Abstract
The drug discovery and development process are challenging and have
undergone many changes over the last few years. Academic researchers and
pharmaceutical companies invest thousands of dollars a year to search for drugs
capable of improving and increasing people's life quality. This is an expensive, time-consuming, and multifaceted process requiring the integration of several fields of
knowledge. For many years, the search for new drugs was focused on Target-Based
Drug Design methods, identifying natural compounds or through empirical synthesis.

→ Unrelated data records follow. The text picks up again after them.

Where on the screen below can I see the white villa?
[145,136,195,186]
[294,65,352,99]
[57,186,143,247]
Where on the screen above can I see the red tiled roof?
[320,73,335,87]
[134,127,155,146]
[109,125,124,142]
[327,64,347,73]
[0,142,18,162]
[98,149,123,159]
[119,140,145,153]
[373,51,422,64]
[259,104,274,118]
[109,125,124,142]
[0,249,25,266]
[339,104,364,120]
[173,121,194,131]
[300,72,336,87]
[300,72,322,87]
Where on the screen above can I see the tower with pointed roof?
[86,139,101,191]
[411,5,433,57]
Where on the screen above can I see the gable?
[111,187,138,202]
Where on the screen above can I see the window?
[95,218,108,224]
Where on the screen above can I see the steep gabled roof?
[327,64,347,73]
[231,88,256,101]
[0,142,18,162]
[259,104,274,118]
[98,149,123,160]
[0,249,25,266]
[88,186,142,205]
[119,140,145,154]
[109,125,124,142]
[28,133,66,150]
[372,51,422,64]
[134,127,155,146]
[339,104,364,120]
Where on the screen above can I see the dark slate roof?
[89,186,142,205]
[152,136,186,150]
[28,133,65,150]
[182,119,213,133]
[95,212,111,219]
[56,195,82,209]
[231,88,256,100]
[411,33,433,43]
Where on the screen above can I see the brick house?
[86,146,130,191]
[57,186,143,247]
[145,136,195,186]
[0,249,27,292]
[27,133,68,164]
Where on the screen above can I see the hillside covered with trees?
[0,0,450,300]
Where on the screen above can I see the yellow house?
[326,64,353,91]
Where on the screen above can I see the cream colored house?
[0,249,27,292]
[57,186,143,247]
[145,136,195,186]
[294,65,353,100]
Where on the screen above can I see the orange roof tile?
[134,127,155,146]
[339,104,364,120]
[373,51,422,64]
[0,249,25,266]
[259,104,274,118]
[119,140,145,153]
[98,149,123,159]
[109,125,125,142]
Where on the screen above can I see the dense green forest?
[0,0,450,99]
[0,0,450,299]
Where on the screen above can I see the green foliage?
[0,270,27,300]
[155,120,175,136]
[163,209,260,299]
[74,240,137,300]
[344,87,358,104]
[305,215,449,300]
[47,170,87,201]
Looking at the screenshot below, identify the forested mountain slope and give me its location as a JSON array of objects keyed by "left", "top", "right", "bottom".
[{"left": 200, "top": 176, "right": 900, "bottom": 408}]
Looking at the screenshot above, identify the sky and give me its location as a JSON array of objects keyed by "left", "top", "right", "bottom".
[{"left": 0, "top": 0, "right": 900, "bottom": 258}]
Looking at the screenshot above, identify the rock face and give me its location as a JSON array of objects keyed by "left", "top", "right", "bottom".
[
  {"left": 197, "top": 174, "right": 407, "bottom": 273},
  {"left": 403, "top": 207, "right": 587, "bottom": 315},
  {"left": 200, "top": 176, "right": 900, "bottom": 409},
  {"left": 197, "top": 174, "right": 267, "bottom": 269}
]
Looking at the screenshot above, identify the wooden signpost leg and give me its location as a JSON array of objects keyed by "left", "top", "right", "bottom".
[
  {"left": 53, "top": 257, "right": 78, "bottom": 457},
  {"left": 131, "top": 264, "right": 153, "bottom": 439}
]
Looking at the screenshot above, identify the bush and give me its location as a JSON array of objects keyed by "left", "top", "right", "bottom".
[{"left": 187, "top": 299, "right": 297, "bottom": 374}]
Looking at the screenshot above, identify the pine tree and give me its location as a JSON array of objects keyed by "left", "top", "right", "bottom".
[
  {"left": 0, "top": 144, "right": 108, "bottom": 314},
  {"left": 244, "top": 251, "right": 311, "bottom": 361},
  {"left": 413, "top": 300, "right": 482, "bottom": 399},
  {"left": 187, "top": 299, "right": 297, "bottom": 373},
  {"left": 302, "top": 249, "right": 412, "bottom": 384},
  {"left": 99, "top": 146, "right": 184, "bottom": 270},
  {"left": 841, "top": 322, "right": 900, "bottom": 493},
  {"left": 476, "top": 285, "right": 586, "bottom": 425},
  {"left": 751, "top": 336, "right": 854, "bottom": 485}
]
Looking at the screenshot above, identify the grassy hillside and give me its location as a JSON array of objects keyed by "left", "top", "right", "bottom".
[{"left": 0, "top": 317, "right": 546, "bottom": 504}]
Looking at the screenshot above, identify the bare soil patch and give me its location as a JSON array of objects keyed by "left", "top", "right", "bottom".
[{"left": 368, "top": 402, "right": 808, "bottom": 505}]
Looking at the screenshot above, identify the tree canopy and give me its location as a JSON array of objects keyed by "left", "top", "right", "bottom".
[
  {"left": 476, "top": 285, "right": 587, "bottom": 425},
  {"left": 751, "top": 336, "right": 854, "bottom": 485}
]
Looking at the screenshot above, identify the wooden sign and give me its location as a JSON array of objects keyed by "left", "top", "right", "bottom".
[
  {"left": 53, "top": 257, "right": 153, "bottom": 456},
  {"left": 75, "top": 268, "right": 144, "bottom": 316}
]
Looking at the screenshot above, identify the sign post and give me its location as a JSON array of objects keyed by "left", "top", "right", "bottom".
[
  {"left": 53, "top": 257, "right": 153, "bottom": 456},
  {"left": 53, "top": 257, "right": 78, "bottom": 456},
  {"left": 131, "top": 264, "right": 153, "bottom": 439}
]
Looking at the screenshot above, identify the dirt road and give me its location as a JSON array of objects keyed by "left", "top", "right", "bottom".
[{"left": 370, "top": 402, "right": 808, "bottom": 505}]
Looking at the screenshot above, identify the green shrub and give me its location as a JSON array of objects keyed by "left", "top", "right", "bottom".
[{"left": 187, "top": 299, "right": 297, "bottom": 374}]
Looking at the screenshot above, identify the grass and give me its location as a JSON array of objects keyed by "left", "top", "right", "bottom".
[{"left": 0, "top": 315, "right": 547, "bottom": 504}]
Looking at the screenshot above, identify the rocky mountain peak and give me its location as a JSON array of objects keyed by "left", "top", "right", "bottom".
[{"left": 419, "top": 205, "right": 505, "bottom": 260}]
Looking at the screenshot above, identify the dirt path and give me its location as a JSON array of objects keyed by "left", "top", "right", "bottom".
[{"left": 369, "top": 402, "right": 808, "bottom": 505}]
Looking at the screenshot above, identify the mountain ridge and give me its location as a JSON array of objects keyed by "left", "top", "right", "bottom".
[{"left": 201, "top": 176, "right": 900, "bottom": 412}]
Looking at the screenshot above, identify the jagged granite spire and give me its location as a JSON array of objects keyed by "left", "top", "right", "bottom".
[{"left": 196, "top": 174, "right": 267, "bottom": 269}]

However, with the improvement of molecular modeling techniques and the growth of
computer science, Computer-Aided Drug Design (CADD) emerges as a promising
alternative. Since the 1970s, its main approaches, Structure-Based Drug Design
(SBDD) and Ligand-Based Drug Design (LBDD), have been responsible for
discovering and designing several revolutionary drugs and promising lead and hit
compounds. Based on this information, it is clear that these methods are essential in
drug design campaigns. Finally, this chapter will explore approaches used in drug
design, from the past to the present, from classical methods such as bioisosterism,
molecular simplification, and hybridization, to computational methods such as docking,
molecular dynamics (MD) simulations, and virtual screenings, and how these methods
have been vital to the identification and design of promising drugs or compounds.
Finally, we hope that this chapter guides researchers worldwide in rational drug design
methods in which readers will learn about approaches and choose the one that best fits
their research.
Keywords: CADD, Computational methods, Drug design, Drug discovery, Drug Development, Docking, FBDD, LBDD, QSAR, Rational Design, SBDD.